BOSTON, Mass. (May 21, 2012) -- It was a beautiful Sunday morning in May; the kind of weekend day where the sun is saying so long to spring and heating up for summer. Fans eagerly crowded into Fenway Park adorned with team shirts, supportive signs and the air was abuzz with excitement.
But, fans were not there to cheer on the Red Sox that morning.
Instead, they were supporting runners and walkers as they crossed Fenway Park's famous home plate. About a dozen active duty Soldiers and civilians from Natick Soldier Systems Center in Natick Mass., joined the nearly 2,000 runners and walkers who participated in the Red Sox Run-Walk to Home Base, May 20, 2012.
The Run-Walk to Home Base is a 9-kilometer fundraising run and three-mile walk which helps raise money for the Red Sox Foundation and Massachusetts General Hospital Home Base Program. Participants begin at Fenway, wind through a scenic route of Boston and then end back at the Park with a timed finish in front of the Green Monster and a photo opportunity crossing home plate.
Dr. Naomi Simon is a psychiatrist and the chief medical officer for the Red Sox Foundation and Massachusetts General Hospital Home Base Program. She said that the program is a joint collaboration between these two organizations that provides clinical care and support services to Iraq and Afghanistan veterans and families affected by combat or deployment-related stress and traumatic brain injury, regardless of their finical situation. This makes the dollars raised from the Run-Walk to Home Base vital.
"The Run-Walk to Home Base has been a major philanthropic sustaining force for the Home Base Program," Simon said. "Almost all of our services are paid for through philanthropic efforts like the Run to Home Base. This program is critical in giving families a place to seek care regardless of their ability to pay for it."
The Home Base program also provides community education and research to improve the understanding and treatment of post traumatic stress disorder and traumatic brain injury - the so called "invisible wounds of war."
According to Simon, who over sees the clinical and research programs for Home Base, the vast majority of funding for the Home Base Program comes directly from this annual Run-Walk. "Pretty much all of what we are doing would not be able to happen without this run taking place," she said.
Since its inaugural run in 2009, the Run-Walk to Home Base has raised nearly $7 million to support the Home Base Program.
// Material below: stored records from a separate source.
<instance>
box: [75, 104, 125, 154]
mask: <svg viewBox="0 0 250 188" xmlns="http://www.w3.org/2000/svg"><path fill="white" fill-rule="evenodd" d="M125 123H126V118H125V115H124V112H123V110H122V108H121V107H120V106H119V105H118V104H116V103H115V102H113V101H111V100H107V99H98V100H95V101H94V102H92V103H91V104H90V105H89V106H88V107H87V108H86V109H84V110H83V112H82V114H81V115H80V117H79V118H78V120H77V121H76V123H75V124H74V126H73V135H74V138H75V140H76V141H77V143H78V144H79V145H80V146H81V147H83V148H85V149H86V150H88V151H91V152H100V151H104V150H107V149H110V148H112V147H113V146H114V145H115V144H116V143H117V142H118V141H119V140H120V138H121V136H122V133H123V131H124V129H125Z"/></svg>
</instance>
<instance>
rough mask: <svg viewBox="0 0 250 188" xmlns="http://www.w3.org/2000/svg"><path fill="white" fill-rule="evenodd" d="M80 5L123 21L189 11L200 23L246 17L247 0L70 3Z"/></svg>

Runners and walkers must raise a minimum of $1,000 to participate in the Run-Walk, while active duty members are permitted to participate for a nominal fee and no fundraising requirement.
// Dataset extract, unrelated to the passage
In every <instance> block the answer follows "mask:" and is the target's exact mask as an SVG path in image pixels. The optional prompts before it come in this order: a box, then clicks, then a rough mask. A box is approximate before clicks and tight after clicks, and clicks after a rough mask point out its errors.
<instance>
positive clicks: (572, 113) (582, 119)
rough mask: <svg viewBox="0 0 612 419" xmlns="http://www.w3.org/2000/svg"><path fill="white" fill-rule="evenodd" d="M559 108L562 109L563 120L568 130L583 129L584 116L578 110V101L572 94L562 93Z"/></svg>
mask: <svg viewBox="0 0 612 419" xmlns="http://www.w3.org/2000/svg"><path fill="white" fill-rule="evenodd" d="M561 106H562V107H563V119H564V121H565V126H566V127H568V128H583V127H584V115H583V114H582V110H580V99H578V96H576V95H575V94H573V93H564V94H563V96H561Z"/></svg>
Along with the enormous generosity of donors, Simon said awareness of PTSD and TBI is also generated from this event.
"Another wonderful thing about working with the Red Sox Foundation is that they can help us move the needle on stigma associated with psychiatric illness," Simon said. "We've had Rex Sox players do public service announcements to tell people it is completely expected that if you have combat stress that you should get help with that. There is nothing weak about suffering from these injuries and there is no reason not to get care."
For many of the service members participating in the Run-Walk, this statement hits close to home. For one Soldier from Natick Soldier System Center, awareness is what the Run-Walk is all about.
Sgt. David Arvizo, who currently works for the office of medical support oversight at the U.S. Army Institute of Environmental Medicine at NSSC, has deployed to Afghanistan as a medic for an Infantry Platoon with the 1st Battalion 17th Infantry Regiment.
This was second year that Arvizo ran the race. Last year he did it for time. This year he said even though he ran for fun with his friends and fellow Soldiers, awareness of these injuries is always the most compelling reason to run.
"I'm running because this is important. PTSD and TBI are two things that we just don't know a lot about," Arvizo said. "There is so much research that needs to be done, so that the veterans who are affected with these injuries can get the care they need when they return home to a normal life. It's immensely important."
Arvizo, who is planning on temporary leaving the military to complete an undergraduate degree in biology followed by medical school, would like to return to the Army in the future as a physician. He said that all too often he has seen Soldiers return from war and not get help.
"Veterans come back now and they do not all have visible wounds, they do not all get purple hearts if they get hurt," he said. "Veterans come back and they have problems. What people do not realize is that it's not easy to come back to normal life. A lot of people are afraid to ask for the help they need."
Arvizo hopes that programs like the Home Base will help improve the treatment of PTSD and TBI, allowing Veterans to come forward and seek treatment. He encourages anyone that is having a hard time adjusting to home life to get help.
"If you even think you are having a problem, go talk to somebody. Get help. It is not easy coming back. Anyone who has deployed knows that. They should not be afraid to get help."